The last time Mr McAllister saw Jihad Jamal was in the prison where they were both held. Sean says he walked past a room and saw Jihad blindfolded and being interrogated by two men.
Mr McAllister was released six days later, but Mr Jamal was not freed with him. His family believe he is still being held. A second activist who Sean met in Syria, Manal al-Janabi, has subsequently been arrested and imprisoned because of her association with him.
He says he was incredibly moved by her bravery.
“I kept telling her it’s dangerous,” Sean says. “But she said she knew the risks and didn’t care. I asked her to consider her freedom, and she told me: ‘What freedom? Freedom always comes at a price. Your democracy didn’t come easy did it, why should our democracy come easy?”
Sean McAllister says Jihad Jamil also knew the risks.
“He had been picked up before and detained for 60 days. I think he’d been out of prison for a week when he met me. He was so angry about being in prison he talked to me, and now he’s gone back to prison.”
Read more: Journalist witnesses Syrian authorities torturing activists
Sean McAllister says he is very concerned for Jihad and Manal’s safety.
The documentary maker was not beaten or tortured himself – but was forced to sleep in a dungeon. He says the conditions at the prison were “horrendous”.
“God only knows what they are going through right now. When I was captured I saw detainees ‘broken down’. They were beaten and electrocuted, the severity of which was dependent on the case,” Mr McAllister said.
“Syria is at war. And these people are viewed as the enemy within, the interrogators don’t see them as human beings. They are blindfolded, stripped, and beaten, treated more like dogs than human beings. It’s a process of dehumanisation,” he continued.
Sean McAllister’s interrogators told him that they “loved their jobs” and said that these were “busy days for them”.
“They told me that ‘We start at 8 o’clock, we do eight hours, then we have lunch, and then we do another 10 hours.” Sean says.
This intense activity, he recalls, extended to a big backroom factory “where secret police were processing reams of information about people downstairs in the dungeons.”
“Upstairs they are collating information. There are rows and rows of tables and computers where secret police decide on who next to abduct.”
Will Davies, from the human rights group Avaaz, told Channel 4 News that most detainees are tortured, not killed. They are eventually released after signing confessions admitting they are terrorists.

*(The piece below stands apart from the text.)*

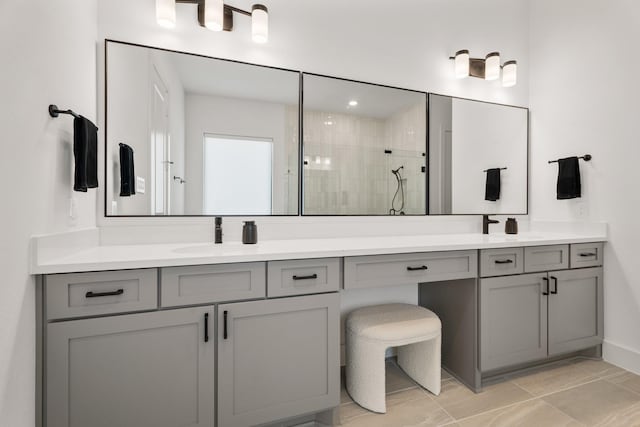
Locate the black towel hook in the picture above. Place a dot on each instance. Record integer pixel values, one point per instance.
(586, 158)
(55, 112)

“The vast majority are tortured. People’s fingernails are pulled, they’re electrocuted, forced to stand up for a week whilst tied up in cramped conditions with no toilets, and very little food.” Mr Davies says.
“They are then sent back into their communities to serve as a traumatised warning to others.”
Despite this, there are still over 13,000 people being held by Syrian authorities – and a further 3,000 whose whereabouts are unknown since the uprising began, according to Avaaz and other human rights organisations.
Yet regardless of the crackdown and arrests, Sean McAllister says the activists he met remain defiant.
He hopes the activists he met are released soon. He says of Manal: “She’s never scared, she has a brave heart, she does whatever she wants to do. So I just hope that strength of her character can get her through.”